The donation contains six locations:

Exhibit of the Month December 2015

Photo: In the foreground the wooden hat block with folds and decorative bobble, in the background the finished red hat.

Hat block and the finished woman’s hat. © SDTB / Photo: C. Kirchner

Hat block for a woman’s hat, 1950s

Up until the 1950s people rarely left the house without a hat or head covering. Worn by men and women alike, hats were an indispensable part of a "complete" outfit.

A hat not only provided protection from wind and weather but was also a fashionable accessory, a status symbol or an expression of political views.

The importance of hats is reflected in many positively and negatively intended sayings like "I take my hat off to you" or "at the drop of a hat" or "keep something under one’s hat", "to produce out of a hat" and on the other hand "I´ll eat my hat", "to talk through one´s hat" or a "bad hat".

Black and white photo: Portrait of a smartly dressed lady with feather boa, proudly wearing a large plumed hat.

Woman with hat, Berlin around 1910 © Private

Married women covered their hair in public because hair was considered particularly seductive.

Feminists in 19th century New York made a point of not wearing their hats or bonnets in public as a way of demonstrating their emancipation.

A man’s lush hair, on the other hand, was a symbol of power and masculinity.

The occupation of milliner or "modiste"

The occupation of milliner or hatter, which today is often called "modiste", was in past centuries already being practiced by mainly women, who were also authorized to train apprentices.

Black and white photo: The felt blank is shaped by stretching it over the hat block.

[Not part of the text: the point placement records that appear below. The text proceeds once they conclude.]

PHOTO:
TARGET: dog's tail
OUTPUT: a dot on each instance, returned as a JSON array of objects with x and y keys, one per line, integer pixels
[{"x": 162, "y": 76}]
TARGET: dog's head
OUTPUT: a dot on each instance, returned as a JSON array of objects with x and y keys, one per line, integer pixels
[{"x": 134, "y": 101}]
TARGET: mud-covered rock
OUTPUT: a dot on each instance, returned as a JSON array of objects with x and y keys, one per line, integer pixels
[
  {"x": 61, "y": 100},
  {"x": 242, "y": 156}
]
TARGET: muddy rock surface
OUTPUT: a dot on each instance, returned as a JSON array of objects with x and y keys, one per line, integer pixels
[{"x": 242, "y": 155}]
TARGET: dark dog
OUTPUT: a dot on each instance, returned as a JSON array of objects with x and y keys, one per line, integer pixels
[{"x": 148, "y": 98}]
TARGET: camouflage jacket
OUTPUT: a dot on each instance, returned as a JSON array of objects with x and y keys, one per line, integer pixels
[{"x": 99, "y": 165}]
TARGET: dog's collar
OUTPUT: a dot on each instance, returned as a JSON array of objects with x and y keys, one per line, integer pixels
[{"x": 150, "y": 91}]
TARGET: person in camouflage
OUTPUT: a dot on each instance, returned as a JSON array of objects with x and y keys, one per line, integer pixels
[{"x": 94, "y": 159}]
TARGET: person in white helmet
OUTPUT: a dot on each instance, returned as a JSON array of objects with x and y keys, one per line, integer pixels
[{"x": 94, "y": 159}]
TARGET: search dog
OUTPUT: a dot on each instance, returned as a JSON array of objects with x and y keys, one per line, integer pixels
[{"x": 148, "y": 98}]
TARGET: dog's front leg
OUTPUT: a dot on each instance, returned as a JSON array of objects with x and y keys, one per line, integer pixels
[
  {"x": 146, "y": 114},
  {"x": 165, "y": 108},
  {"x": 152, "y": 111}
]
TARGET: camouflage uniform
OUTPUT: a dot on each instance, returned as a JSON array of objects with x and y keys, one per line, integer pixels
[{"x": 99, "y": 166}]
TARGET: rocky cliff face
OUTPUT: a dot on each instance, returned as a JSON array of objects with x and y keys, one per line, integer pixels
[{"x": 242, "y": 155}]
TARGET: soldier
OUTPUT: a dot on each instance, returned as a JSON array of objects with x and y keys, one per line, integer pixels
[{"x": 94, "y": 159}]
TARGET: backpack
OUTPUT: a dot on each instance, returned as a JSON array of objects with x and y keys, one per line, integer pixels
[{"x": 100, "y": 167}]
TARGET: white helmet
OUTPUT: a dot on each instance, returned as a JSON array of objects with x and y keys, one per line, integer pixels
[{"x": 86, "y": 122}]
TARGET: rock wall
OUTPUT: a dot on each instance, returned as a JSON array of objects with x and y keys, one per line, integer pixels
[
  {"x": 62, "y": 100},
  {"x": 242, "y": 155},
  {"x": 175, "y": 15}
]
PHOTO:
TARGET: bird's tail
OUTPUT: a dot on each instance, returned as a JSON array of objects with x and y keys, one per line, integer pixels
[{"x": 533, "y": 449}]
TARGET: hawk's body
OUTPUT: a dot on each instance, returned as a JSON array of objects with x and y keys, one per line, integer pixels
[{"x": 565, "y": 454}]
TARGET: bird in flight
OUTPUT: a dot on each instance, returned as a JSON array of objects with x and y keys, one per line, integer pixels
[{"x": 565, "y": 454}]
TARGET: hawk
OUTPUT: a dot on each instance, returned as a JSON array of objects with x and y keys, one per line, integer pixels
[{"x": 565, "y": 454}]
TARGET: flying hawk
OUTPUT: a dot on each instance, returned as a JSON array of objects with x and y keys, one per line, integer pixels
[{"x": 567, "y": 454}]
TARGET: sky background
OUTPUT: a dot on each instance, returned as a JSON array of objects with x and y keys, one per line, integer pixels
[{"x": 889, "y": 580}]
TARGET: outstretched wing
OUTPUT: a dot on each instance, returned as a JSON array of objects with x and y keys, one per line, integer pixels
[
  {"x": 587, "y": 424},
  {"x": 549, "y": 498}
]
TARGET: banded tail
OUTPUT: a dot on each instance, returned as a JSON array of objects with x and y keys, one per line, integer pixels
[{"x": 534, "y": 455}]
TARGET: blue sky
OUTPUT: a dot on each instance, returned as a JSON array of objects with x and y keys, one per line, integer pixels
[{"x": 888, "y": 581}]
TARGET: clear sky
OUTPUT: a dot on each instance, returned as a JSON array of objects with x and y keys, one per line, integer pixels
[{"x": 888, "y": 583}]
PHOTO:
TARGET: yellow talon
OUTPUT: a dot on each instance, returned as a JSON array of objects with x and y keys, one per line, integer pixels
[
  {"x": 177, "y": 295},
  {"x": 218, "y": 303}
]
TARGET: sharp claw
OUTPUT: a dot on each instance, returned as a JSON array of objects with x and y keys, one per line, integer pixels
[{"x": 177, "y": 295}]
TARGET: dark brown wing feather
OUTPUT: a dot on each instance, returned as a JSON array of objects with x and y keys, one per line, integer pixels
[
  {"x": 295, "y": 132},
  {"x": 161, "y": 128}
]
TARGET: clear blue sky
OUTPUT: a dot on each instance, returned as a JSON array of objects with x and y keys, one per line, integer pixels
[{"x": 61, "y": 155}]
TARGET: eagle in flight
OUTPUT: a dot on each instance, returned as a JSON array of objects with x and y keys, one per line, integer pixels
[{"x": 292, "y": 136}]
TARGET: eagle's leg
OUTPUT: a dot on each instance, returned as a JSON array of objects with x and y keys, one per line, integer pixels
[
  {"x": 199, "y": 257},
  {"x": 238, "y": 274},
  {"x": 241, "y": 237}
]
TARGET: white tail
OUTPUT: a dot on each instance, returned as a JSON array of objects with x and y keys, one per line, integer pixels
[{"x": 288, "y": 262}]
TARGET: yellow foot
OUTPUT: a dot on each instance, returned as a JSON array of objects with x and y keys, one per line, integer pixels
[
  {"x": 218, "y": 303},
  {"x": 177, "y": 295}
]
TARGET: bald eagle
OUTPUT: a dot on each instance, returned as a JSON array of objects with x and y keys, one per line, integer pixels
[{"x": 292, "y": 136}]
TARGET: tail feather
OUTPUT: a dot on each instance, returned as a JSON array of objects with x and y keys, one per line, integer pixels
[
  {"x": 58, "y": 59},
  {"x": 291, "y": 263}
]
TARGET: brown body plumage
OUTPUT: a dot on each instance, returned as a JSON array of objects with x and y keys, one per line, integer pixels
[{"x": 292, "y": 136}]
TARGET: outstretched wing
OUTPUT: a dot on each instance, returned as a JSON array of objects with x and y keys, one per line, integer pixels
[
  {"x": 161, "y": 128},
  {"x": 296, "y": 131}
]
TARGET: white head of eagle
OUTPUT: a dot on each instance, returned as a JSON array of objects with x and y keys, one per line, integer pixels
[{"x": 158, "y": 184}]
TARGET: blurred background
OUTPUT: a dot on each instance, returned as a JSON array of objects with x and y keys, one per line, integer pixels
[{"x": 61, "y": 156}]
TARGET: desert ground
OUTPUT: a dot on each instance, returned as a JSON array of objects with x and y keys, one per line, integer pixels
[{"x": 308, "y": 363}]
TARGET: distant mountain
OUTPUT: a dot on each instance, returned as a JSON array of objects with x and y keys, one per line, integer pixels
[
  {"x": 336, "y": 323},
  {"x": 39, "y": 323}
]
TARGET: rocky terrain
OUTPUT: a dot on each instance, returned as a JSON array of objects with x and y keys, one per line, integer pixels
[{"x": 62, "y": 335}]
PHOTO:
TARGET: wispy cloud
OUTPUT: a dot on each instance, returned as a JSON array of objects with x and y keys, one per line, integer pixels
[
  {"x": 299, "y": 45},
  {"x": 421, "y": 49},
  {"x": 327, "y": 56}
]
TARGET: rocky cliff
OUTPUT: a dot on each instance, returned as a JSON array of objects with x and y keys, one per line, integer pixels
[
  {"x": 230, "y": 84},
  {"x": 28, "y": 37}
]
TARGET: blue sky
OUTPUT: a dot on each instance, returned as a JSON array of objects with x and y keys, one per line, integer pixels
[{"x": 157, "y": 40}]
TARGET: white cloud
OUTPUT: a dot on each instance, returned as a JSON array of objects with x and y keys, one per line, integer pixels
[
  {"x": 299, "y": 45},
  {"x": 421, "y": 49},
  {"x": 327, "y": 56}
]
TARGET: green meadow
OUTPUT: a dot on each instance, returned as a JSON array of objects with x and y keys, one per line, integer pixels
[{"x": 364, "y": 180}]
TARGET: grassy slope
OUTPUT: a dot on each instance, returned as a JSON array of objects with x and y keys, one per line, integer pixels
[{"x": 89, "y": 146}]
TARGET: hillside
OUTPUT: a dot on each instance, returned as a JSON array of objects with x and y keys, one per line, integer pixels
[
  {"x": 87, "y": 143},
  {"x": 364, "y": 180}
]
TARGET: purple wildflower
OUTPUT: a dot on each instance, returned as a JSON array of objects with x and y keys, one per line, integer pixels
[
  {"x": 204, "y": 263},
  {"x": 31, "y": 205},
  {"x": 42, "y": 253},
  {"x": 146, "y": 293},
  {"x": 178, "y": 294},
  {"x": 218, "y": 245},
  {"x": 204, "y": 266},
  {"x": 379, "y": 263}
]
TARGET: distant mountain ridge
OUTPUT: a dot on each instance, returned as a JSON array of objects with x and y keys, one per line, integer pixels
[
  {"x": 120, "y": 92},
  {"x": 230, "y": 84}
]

The milliner shapes a felt blank. © Hutfabrik Schröder

Then, as now, the production of a hat involves heating a felt blank with steam, pulling it over a mould and blocking (stretching and pulling) it until it achieves the desired shape.

The hat is subsequently decorated with feathers, ribbons or synthetic flowers. When felt hats are industrially manufactured, the blanks are pressed into metal moulds and likewise processed with steam.  

Although hats went out of style in the 1960s, in recent years they have enjoyed a comeback. He who adorns himself with one underscores his individuality and attracts attention.

Have the pluck to wear a hat!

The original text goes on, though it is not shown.